33091.fb2 Товарищ Кисляков(Три пары шёлковых чулков) - читать онлайн бесплатно полную версию книги . Страница 35

Товарищ Кисляков(Три пары шёлковых чулков) - читать онлайн бесплатно полную версию книги . Страница 35

Кисляков слушал, даже задавал вопросы о некоторых подробностях, — например, не бывает ли у него тошноты и болей под ложечкой. А сам думал в это время о том, что если бы у него было хоть тридцать рублей, тогда бы можно было дать.

— А я тебе скажу, что никакого у тебя рака, судя по всем признакам, нет, — сказал Кисляков. — Тебе только лучше всего уехать из Москвы на свежий воздух. У тебя родных-то разве никого нет?

— Никого. Я один из всего рода остался.
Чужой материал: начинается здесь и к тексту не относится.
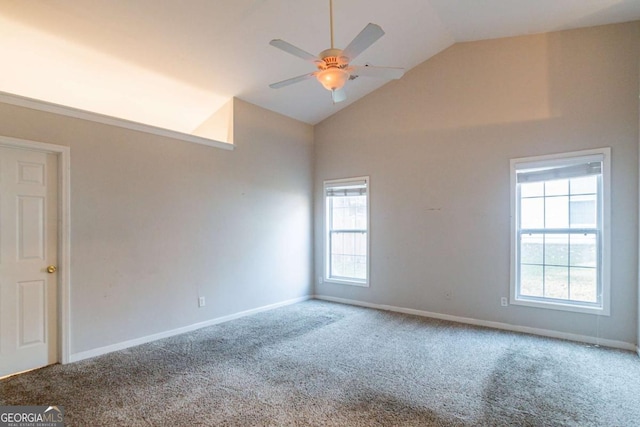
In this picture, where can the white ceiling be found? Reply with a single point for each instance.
(173, 63)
После меня будет чисто… Из близких людей только вот тебя и встретил. А знакомые… ты ведь знаешь, какие теперь люди стали: он как видит, что ты нуждаешься, так и старается от тебя стрельнуть в сторону при встрече. Это вот ты бросился с распростертыми объятиями, а другие, брат, теперь не бросаются.

Кисляков решил, что если Николай сам попросит, то он даст ему десять рублей, хотя бы его и ждал скандал с Тамарой, вероятно вообразившей после этого обеда, что у него денег куры не клюют.
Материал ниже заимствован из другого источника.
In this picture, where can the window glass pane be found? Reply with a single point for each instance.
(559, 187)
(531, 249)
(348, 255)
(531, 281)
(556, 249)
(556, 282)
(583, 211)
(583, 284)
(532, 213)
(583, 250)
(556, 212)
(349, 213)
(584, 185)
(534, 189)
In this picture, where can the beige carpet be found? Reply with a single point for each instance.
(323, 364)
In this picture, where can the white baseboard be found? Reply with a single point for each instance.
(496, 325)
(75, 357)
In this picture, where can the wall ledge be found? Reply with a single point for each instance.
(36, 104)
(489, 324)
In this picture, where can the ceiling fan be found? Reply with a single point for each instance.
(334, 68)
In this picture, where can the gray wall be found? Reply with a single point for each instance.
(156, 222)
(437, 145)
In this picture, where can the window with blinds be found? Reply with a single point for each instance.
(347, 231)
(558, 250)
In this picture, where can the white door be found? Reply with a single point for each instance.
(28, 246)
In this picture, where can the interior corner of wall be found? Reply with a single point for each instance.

Но Николай определенно и ясно не просил денег. Он только опять свернул разговор на свою неоплаченную комнату. Погладывая уже вторую корочку, взятую из той же сухарницы, он говорил о том, что если бы ему удалось заработать хоть несчастные гроши, он бы перевернулся как-нибудь.
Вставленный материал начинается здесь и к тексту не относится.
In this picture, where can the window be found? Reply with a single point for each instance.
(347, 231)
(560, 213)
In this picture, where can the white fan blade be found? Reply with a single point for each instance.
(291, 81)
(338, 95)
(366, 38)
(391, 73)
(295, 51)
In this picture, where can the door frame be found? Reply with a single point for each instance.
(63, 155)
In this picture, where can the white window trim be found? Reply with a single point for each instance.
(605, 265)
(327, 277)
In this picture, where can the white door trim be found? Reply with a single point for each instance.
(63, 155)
У Кислякова уже покраснели щеки от морального напряжения, он слушал Николая, глядя ему прямо в глаза, чтобы видно было, что он не уклоняется от его рассказов, как те его знакомые, что стреляли от него в сторону при встрече на улице. Он только с замиранием сердца ждал того момента, когда Николай скажет: «Разговор разговором, а ты, милый, дай мне сейчас десятку».

Но Николай не говорил, и благодаря этому с каждой минутой у Кислякова усиливалось напряжение.

Гость вздохнул, опять обвел рассеянными глазами комнату, погладил своей огромной худой рукой ввалившиеся щеки и, покачав головой, сказал:

— Да, милый, тяжело. Тебе-то всё-таки легче. Я хоть на тебя порадуюсь.

Кисляков уже не задавал вопросов. Он только сидел и слушал, думая о том, уйдет ли Николай не попросив денег, или попросит.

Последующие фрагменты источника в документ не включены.